Face à l’augmentation rapide du recours au veto, voire à ses abus, les délégations ont été nombreuses à réclamer une réforme en profondeur du Conseil de sécurité, au-delà du seul droit de veto. La majorité des États Membres ne se sentent pas représentés dans les décisions prises par le Conseil, dont la capacité à être à la hauteur de son mandat « laisse à désirer », a asséné l’Inde, avant de s’en prendre à la « minorité d’États négatifs » qui prennent en otage le processus de réforme depuis 40 ans. La seule façon de remédier aux maux du Conseil consiste à le rendre représentatif, en incluant les pays du Sud, et de l’Afrique en particulier, dans les deux catégories de membres, a-t-elle ajouté, soutenue dans cette volonté réformiste par des pays aussi divers que l’Afrique du Sud, le Brésil, Cuba, l’Égypte, l’Estonie, l’Indonésie, le Japon et le Nigéria.
Favorable elle aussi à une réforme de l’organe en charge de la paix et de la sécurité internationales, la France a déclaré soutenir son élargissement dans ses deux catégories de membres et a souhaité qu’une négociation s’engage sans tarder sur la base d’un projet de résolution. Pour la délégation française, le Sommet de l’avenir organisé par le Secrétaire général en 2024 et le quatre-vingtième anniversaire de l’ONU en 2025 représentent une occasion unique d’y parvenir. Quant au droit de veto, elle a indiqué ne l’avoir utilisé que 18 fois depuis 1945 et ne plus y avoir recours depuis plus de 30 ans. Le Royaume-Uni a affirmé faire de même depuis 1989.
Reste que, comme l’a noté la Malaisie, ce droit a été exercé à 293 reprises depuis qu’il existe.
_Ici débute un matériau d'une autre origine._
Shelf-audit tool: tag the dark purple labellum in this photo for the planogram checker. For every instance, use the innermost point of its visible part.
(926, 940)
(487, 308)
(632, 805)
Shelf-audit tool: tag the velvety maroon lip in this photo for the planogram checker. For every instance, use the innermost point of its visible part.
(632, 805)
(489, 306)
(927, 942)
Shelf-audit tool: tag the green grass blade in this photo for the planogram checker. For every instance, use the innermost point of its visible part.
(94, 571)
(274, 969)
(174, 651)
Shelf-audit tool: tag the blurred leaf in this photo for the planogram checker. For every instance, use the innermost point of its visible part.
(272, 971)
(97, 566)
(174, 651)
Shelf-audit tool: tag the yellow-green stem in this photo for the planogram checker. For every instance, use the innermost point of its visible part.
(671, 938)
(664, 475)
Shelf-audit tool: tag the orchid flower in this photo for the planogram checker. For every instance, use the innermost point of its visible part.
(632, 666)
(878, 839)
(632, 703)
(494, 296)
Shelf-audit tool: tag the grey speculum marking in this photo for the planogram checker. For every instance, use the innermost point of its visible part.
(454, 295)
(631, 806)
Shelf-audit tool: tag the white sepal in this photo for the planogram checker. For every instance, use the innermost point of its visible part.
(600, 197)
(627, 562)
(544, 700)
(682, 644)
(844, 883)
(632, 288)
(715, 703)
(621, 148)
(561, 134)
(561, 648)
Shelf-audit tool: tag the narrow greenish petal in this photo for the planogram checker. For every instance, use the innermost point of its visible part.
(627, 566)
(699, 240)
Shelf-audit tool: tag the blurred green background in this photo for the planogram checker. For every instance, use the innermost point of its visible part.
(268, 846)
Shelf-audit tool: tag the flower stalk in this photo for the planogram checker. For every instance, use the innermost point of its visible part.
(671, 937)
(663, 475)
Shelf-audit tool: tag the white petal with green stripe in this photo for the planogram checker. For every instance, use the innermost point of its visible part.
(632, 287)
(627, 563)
Et si certains membres permanents du Conseil sont plus enclins que d’autres à en faire usage, « il discrédite ceux qui l’utilisent », a jugé la délégation malaisienne, selon laquelle le veto est « obsolète, antidémocratique et contraire au principe d’égalité souveraine entre États Membres ». De fait, ce droit devrait être abrogé ou à tout le moins restreint, a-t-elle tranché, rejointe dans ce rejet par l’Argentine et la Colombie. « Dans un monde idéal, le veto devrait être aboli », a renchéri la Türkiye, l’Indonésie et l’Italie voyant dans ce droit un privilège d’un autre temps. Le veto –qui n’est « pas un droit mais une responsabilité », selon le Mexique- ne devrait jamais être utilisé, ont abondé le Bangladesh et la Nouvelle-Zélande, cette dernière constatant à regret que la résolution 76/262 n’a pas empêché son utilisation à 11 reprises depuis deux ans.
Dans ce concert de critiques de l’action du Conseil, les États-Unis se sont félicités de l’adoption de la résolution 76/262 et, par voie de conséquence, de la transmission à l’Assemblée générale de rapports spéciaux du Conseil en cas d’utilisation du veto. Tout en se disant conscients des controverses que suscite l’exercice de ce droit, ils ont salué la transparence que permet l’initiative relative au veto au travers de l’explication des positions.